To my surprise two or three Python preprocessors exist as well, but have similar defects
to their C and C++ counterparts and/or have other goals such as visualization (cpip is a
cool example of this).  They don't appear to be actively maintained.

I invite you to compare the code of other preprocessors with that of kcpp.


Goals
=====

This project shall develop a standards-conforming and efficient (to the extent possible in
Python) preprocessor that provides high quality diagnostics that is host and target
independent (in the compiler sense).  The code should be clean and easy to follow.

Perhaps more importantly, it should be a "reference implementation" that can be easily
transcoded to a clean and efficient C or C++ implementation by a decent programmer of
those languages.  There is no reason such an implementation should be on at least on a par
with Clang or GCC for performance and quality, and at the same time a lot smaller and
easier to understand.

Some design choices I have made (such as treating source files as binary rather than as
Python Unicode strings, and not using Python's built-in Unicode support) are because those
features don't exist in C and C++.  I want it to be fairly easy to translate the Python
code directly translate to C or C++ equivalents.

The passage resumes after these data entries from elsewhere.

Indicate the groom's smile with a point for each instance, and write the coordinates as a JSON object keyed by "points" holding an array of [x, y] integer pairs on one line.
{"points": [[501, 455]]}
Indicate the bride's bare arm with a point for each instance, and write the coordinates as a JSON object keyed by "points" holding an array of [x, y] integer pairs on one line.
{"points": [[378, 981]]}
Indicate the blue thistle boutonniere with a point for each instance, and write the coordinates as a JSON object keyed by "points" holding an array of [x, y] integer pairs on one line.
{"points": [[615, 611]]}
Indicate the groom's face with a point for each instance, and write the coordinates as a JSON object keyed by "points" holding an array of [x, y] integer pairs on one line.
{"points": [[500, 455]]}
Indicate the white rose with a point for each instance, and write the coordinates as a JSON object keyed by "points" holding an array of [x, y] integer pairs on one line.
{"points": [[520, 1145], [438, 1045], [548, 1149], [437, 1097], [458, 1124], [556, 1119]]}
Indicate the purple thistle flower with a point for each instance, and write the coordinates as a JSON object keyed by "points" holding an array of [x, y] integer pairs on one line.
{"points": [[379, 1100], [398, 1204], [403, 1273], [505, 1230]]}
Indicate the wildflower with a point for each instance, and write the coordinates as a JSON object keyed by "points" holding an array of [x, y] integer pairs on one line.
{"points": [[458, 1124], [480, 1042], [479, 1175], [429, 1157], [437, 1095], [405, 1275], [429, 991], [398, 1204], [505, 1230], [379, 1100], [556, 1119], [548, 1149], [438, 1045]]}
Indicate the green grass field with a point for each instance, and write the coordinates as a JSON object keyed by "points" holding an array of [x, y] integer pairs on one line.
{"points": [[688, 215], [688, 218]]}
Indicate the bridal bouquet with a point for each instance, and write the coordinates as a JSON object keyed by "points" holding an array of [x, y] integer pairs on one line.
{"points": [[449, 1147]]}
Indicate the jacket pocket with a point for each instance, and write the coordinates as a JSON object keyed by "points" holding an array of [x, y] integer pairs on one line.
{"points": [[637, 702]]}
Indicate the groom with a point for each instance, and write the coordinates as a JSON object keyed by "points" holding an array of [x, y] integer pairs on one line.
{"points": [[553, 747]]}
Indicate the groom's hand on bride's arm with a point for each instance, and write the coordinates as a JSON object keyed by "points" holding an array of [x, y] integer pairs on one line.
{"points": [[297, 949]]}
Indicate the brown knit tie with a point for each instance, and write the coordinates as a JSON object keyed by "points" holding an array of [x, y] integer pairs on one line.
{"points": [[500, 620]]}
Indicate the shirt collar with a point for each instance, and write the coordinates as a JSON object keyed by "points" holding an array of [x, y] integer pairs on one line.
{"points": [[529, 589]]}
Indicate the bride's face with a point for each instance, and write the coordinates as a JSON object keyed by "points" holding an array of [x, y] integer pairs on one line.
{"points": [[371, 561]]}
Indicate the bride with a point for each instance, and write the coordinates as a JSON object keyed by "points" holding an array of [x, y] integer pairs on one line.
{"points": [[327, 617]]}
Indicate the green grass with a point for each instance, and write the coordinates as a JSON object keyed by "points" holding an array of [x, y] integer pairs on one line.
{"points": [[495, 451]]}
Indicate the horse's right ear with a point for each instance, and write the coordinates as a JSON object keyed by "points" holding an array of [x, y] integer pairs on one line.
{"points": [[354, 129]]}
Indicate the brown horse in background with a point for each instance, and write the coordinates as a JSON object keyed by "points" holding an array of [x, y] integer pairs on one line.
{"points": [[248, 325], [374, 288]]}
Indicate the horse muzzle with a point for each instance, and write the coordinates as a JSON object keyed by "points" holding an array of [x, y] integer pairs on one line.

I probably will do such a transcoding to C++ once the Python code is mostly complete and
cleaned up.  This will be later in 2025 as part of my goal of learning C++ properly.


Features that are essentially complete
======================================

The following are bascially done and fully working, modulo cleanups and improvements, to
the C++23 specifications:

- lexing
- macro expansion, including __VA_OPT__ and whitespace correctness
- predefined and built-in macros
- interpretation of literals
- expression parsing
- expression evaluation
- conversion of Unicode character names to codepoints.  I implemented the Python code
  based on the ideas described by cor3ntin at
  https://cor3ntin.github.io/posts/cp_to_name/, but added some ideas and improvements of
  my own to achieve 20+% tighter compaction - see unicode/cp_name_db.py.
- preprocessed output
- display of the macro expansion stack in diagnostics with precise caret locations and
  range highlights
- the diagnostic framework.  Colourized output to a Unicode terminal is supported,
  as are translations (none provided!).  The framework could be hooked up to an IDE.


Incomplete or Missing
=====================

The following are missing.  The framework is already in place so that adding them is
almost trivial, and only held-up by refactoring and testing:

- #pragma
- _Pragma operator
- multiple-include optimisation
- _has_include
- _has_cpp_attribute

C++ modules - I've not fully figured out how these work in C++ or how they interact with
the preprocessor.  Unlikely to be tackled until some kind of real frontend exists.

Precompiled headers - possibly an idea and I suspect largely overlaps with modules.
Again, Python is a good place to experiment before attempting an implementation in C++.

Makefile output and other features are possibilities going forwards.


Future
======

It should be easy to extend the code to provide hooks for other code or analysis tools
needing a preprocessor back-end.  A logical next step is to become a front-end in Python
too.

Feature requests are welcome.


Documentation
=============

Soon.  The code is well-commented and reasonably clean though - it shouldn't be hard to
figure out.


Tests
=====

I have a testuite for the code but it is private.  Test case submissions for the public
repo (using pytest) are welcome.

Bug reports are also welcome.


ChangeLog
=========

0.1  2025-03-16

Initial release.  Quite incomplete but progress from here should be rapid.

0.2  2025-03-23

Object-like macro expansion, and diagnostics with a macro stack, are implemented.

0.3  2025-03-28

Macro expansion imlementation complete.  #line implemented.

0.4 2025-04-02

#include implemented.  Skinning.  Preprocessed output done.